その家の玄関の破損(物的損害)については、被害者(幼児の両親)は自賠法でなく民法七一五条の使用者責任を根拠に請求してきましょう。この場合、責任を負うためには使用関係と業務の執行中が要件です。使用関係は委任や請負でも、さらには明確な契約がなくても実質的に意思支配関係さえあれば発生します。有償と無償、一時的であると継続的であると問いません。Kは会社の被用者とみられます。
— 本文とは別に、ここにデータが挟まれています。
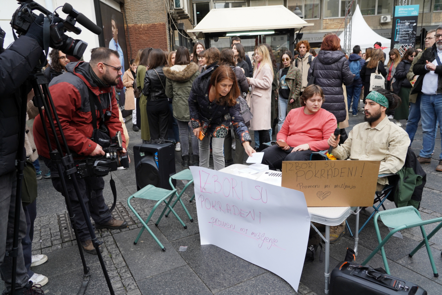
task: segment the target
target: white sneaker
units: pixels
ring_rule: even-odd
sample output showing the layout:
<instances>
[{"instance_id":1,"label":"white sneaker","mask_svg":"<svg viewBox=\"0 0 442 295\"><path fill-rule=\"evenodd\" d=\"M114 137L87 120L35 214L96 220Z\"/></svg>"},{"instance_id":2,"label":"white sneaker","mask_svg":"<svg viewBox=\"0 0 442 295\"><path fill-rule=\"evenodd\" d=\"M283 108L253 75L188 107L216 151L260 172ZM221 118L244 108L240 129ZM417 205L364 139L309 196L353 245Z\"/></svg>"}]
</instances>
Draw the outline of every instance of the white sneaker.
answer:
<instances>
[{"instance_id":1,"label":"white sneaker","mask_svg":"<svg viewBox=\"0 0 442 295\"><path fill-rule=\"evenodd\" d=\"M47 277L38 273L34 273L32 277L29 278L29 280L32 281L32 286L39 284L42 286L44 286L49 281L49 279L48 279Z\"/></svg>"},{"instance_id":2,"label":"white sneaker","mask_svg":"<svg viewBox=\"0 0 442 295\"><path fill-rule=\"evenodd\" d=\"M32 255L31 266L36 266L41 264L43 264L48 261L48 256L43 254L39 254L38 255Z\"/></svg>"}]
</instances>

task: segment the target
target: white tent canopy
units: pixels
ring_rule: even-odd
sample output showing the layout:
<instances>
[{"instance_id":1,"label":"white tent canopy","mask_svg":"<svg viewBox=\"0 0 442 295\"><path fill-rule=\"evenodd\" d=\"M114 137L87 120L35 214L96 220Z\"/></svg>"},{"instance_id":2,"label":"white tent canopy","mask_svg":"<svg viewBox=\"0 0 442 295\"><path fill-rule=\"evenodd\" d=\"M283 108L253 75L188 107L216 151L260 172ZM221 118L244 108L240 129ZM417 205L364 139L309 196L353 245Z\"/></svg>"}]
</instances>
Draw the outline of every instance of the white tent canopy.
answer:
<instances>
[{"instance_id":1,"label":"white tent canopy","mask_svg":"<svg viewBox=\"0 0 442 295\"><path fill-rule=\"evenodd\" d=\"M211 9L196 25L188 32L233 32L262 31L301 28L308 24L282 5L252 7Z\"/></svg>"},{"instance_id":2,"label":"white tent canopy","mask_svg":"<svg viewBox=\"0 0 442 295\"><path fill-rule=\"evenodd\" d=\"M360 46L360 49L363 52L366 48L373 47L375 42L380 42L382 44L383 48L387 47L383 50L388 57L388 52L390 50L390 39L378 34L371 30L371 28L365 22L365 20L364 19L362 14L360 13L360 9L359 8L359 4L356 6L356 9L352 18L351 36L351 52L349 53L349 54L352 53L351 50L356 45ZM343 48L344 32L342 32L339 35L339 37L341 39L341 47ZM387 60L388 58L387 58L387 60L386 60L386 61L387 62Z\"/></svg>"}]
</instances>

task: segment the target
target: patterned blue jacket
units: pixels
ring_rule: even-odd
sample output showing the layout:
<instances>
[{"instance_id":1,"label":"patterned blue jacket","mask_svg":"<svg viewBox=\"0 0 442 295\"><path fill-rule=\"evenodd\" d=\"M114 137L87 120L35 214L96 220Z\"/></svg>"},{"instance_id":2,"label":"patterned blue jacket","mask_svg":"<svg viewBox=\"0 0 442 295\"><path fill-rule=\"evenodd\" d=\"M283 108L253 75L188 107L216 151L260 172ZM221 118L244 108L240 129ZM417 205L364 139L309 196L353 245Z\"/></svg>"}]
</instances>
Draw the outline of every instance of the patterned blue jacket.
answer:
<instances>
[{"instance_id":1,"label":"patterned blue jacket","mask_svg":"<svg viewBox=\"0 0 442 295\"><path fill-rule=\"evenodd\" d=\"M202 127L206 135L216 138L224 138L229 131L230 122L233 130L241 140L241 142L251 142L249 130L241 116L240 105L219 106L216 101L209 100L209 86L212 73L218 66L208 66L192 84L189 96L189 108L190 111L190 124L192 128ZM216 113L213 112L216 111ZM212 120L210 118L212 118Z\"/></svg>"}]
</instances>

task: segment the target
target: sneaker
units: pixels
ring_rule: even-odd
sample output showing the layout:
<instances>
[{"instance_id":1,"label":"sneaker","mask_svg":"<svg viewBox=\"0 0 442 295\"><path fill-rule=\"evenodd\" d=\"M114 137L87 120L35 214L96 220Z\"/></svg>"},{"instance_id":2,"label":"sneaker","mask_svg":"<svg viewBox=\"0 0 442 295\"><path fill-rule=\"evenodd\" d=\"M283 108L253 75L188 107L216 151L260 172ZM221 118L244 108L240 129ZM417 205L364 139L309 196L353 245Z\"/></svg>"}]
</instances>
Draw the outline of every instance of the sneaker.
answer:
<instances>
[{"instance_id":1,"label":"sneaker","mask_svg":"<svg viewBox=\"0 0 442 295\"><path fill-rule=\"evenodd\" d=\"M32 256L31 266L36 266L48 261L48 256L43 254Z\"/></svg>"},{"instance_id":2,"label":"sneaker","mask_svg":"<svg viewBox=\"0 0 442 295\"><path fill-rule=\"evenodd\" d=\"M89 254L93 254L94 255L97 255L97 250L95 249L95 247L94 247L94 244L92 242L92 240L88 239L84 242L84 243L86 244L86 245L84 246L83 245L83 251ZM100 249L100 252L103 252L103 247L101 246L101 245L99 246L98 249Z\"/></svg>"},{"instance_id":3,"label":"sneaker","mask_svg":"<svg viewBox=\"0 0 442 295\"><path fill-rule=\"evenodd\" d=\"M34 275L29 278L29 280L32 282L32 286L38 284L42 287L47 284L49 281L47 277L38 273L34 273Z\"/></svg>"},{"instance_id":4,"label":"sneaker","mask_svg":"<svg viewBox=\"0 0 442 295\"><path fill-rule=\"evenodd\" d=\"M430 164L431 163L431 158L423 158L420 156L417 156L417 161L420 164ZM439 164L440 165L440 163Z\"/></svg>"},{"instance_id":5,"label":"sneaker","mask_svg":"<svg viewBox=\"0 0 442 295\"><path fill-rule=\"evenodd\" d=\"M341 239L344 234L345 234L345 222L343 224L340 224L335 226L330 227L330 243L334 244Z\"/></svg>"},{"instance_id":6,"label":"sneaker","mask_svg":"<svg viewBox=\"0 0 442 295\"><path fill-rule=\"evenodd\" d=\"M105 223L101 224L95 224L95 228L109 229L110 230L120 230L128 227L127 222L124 220L118 220L113 217L110 217L110 219Z\"/></svg>"},{"instance_id":7,"label":"sneaker","mask_svg":"<svg viewBox=\"0 0 442 295\"><path fill-rule=\"evenodd\" d=\"M442 160L439 160L439 164L436 166L436 171L442 172Z\"/></svg>"}]
</instances>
ところが自分の目的を遂行するため車を運転し会社のために運転していたとみられないので会社は使用者として物的損害については賠償責任がないでしょう。
人身事故の場合、会社の業務に全然関与してない場合でも裁判所は、運行供用者とは身分関係その他から、抽象的、一般的にその地位にあると認められる者をいうとして、車の保有者に責任を負わせています。
その他判例によりますと、親子間の責任につき、運転者である子が飲酒により吐き気をもよおして車外に出ている間に、同乗の無免許の友人が他事との接触の危険をさけるため事を後退させたときに起こした事故につき、父に運行供用者としての責任を負わせたもの、子のための自動車を保有しいっさいの走行管理費用を出していた父親にその子の起こした事故につき自賠法三条の責任を負わせたものなどがあります。
このように民法上の使用者責任がないときでも、自賠法三条の責任は負う場合があり得るわけですから、自動車を使って事業をしている者は、くれぐれも管理に注意を払う必要があるわけです。